The invention relates to mask data preparation for integrated circuit manufacturing, and more particularly it relates to an innovative tree-based approach for fracturing of layout polygons into sub-polygons (more usefully, into trapezoids) for mask writing.
As device technology continues to scale below the 65 nm process node, the number of geometries added by the heavy application of resolution enhancement techniques (RET) continues to grow. In part, this is a consequence of 193 nm lithography having to suffice for tighter geometries with every new process node. As a result, issues associated with mask data preparation (MDP) such as complexity, run time, and quality are growing in severity. As one major and core step in MDP, polygon fracturing (partitioning) converts the complex polygons generated by the layout process, into non-overlapping trapezoids suitable for mask writing. The partitioning run time and quality directly impacts the cost, integrity, and quality of the written mask.
For modern MDP, the main criteria for a high quality polygon partitioning solution are (1) to minimize the number of small unprintable geometries known as slivers; (2) to minimize the exposed boundary length of such slivers if unavoidable; and (3) to avoid CD (critical dimension) slicing cut lines. In most typical approaches, cut line based heuristics are used to solve the polygon partitioning problem. These heuristics need to go through iterations of local cut line evaluation, correction, and re-evaluation. Hence the cut line evaluation order and iteration depth can significantly impact the final result quality. For some examples, the global quality of the resulting partition is difficult to control.
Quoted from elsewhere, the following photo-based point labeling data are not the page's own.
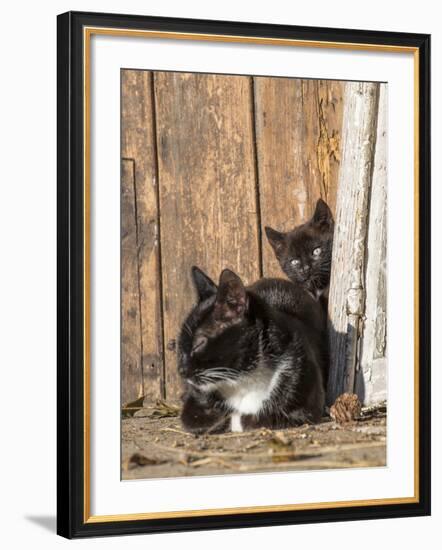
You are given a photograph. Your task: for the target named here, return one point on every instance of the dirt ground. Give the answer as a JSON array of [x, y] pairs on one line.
[[154, 445]]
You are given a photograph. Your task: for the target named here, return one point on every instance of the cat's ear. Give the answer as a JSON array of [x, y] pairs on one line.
[[231, 299], [204, 285], [322, 217], [276, 239]]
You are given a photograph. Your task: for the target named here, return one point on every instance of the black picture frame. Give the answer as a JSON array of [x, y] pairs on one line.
[[72, 517]]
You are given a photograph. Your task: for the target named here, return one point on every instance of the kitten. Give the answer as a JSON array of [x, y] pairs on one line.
[[305, 253], [250, 357]]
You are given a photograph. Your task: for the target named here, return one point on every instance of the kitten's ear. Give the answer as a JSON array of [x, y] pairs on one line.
[[231, 299], [204, 285], [323, 218], [276, 239]]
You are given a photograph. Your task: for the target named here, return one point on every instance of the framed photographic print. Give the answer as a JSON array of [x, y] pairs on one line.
[[243, 274]]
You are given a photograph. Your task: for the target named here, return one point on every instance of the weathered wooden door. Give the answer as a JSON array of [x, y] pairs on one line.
[[207, 162]]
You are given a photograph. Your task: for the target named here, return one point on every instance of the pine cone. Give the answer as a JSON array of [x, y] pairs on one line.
[[346, 408]]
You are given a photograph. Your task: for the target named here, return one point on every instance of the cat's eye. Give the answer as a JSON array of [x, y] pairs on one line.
[[199, 344]]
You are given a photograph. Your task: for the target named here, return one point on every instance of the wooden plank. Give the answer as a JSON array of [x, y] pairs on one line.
[[138, 143], [207, 189], [347, 293], [371, 380], [131, 364], [298, 129]]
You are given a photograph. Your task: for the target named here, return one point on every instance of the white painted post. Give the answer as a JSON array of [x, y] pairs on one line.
[[347, 292], [371, 375]]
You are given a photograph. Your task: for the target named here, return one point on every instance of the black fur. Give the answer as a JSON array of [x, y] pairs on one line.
[[234, 341], [305, 253]]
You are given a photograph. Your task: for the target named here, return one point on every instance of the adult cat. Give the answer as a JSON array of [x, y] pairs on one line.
[[305, 253], [251, 357]]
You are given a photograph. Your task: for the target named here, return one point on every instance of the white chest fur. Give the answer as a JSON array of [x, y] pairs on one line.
[[250, 394]]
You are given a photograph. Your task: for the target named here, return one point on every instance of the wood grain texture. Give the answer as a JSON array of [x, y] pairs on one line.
[[131, 361], [347, 292], [137, 142], [298, 133], [207, 189], [371, 379]]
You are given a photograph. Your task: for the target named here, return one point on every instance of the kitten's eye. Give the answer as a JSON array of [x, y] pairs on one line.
[[199, 344], [317, 251]]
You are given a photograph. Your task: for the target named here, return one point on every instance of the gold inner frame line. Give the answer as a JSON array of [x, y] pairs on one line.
[[87, 34]]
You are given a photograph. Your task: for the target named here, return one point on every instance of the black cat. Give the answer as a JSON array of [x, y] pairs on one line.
[[251, 357], [305, 253]]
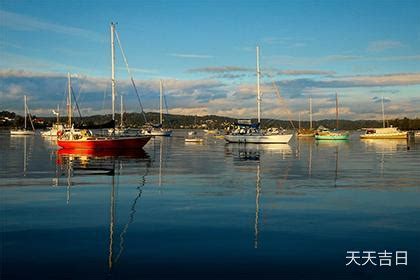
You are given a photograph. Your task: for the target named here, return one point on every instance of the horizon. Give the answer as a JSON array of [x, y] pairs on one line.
[[205, 53]]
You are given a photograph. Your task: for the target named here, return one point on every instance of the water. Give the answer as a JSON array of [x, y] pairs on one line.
[[212, 210]]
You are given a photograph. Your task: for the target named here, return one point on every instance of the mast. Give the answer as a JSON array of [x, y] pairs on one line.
[[24, 98], [310, 112], [121, 112], [383, 113], [258, 86], [299, 120], [161, 101], [69, 106], [336, 111], [58, 113], [113, 69]]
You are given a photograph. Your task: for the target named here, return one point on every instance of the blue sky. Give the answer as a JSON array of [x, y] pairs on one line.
[[205, 53]]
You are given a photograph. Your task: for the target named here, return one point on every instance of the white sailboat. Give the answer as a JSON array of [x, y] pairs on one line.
[[158, 130], [384, 132], [247, 133], [24, 131], [53, 131]]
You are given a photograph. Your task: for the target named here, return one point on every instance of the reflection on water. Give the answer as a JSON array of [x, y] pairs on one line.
[[385, 145], [108, 163], [220, 210]]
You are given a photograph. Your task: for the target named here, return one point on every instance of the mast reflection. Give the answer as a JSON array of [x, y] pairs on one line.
[[108, 163]]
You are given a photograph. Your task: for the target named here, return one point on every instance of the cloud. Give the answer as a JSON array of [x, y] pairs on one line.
[[185, 55], [26, 23], [305, 72], [378, 46], [232, 72], [378, 99], [220, 69], [209, 96]]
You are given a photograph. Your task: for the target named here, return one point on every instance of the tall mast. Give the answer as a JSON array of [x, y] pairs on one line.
[[24, 98], [299, 120], [336, 111], [58, 113], [161, 101], [113, 69], [310, 112], [383, 112], [69, 98], [258, 86], [121, 113]]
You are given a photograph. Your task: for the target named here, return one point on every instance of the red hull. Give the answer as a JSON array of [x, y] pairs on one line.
[[105, 143]]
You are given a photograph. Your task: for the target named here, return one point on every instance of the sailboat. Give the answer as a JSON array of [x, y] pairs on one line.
[[326, 134], [86, 140], [252, 133], [158, 130], [24, 131], [384, 132], [305, 132]]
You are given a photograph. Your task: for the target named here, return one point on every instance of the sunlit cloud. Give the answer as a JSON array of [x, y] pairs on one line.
[[377, 46], [189, 55], [21, 22]]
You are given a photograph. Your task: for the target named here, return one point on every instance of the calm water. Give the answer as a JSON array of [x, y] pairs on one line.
[[212, 210]]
The ever-increasing demand for a high quality of partitions requires a significant improvement over current algorithms. To meet all the above criteria, current cut line based heuristics are becoming more difficult to apply and the results are frequently trapped in local optima. In addition, each cut line based heuristic is usually designed and tailored toward a specific optimization objective such as minimizing the cut line length, or minimizing the figure count. If it becomes necessary to change the optimization objective, then the entire algorithm typically must be changed. The flexibility and portability of such changes for these cut line based methods are low.
There is a significant need, therefore, for new and better algorithms for achieving high quality polygon partitions for mask data preparation.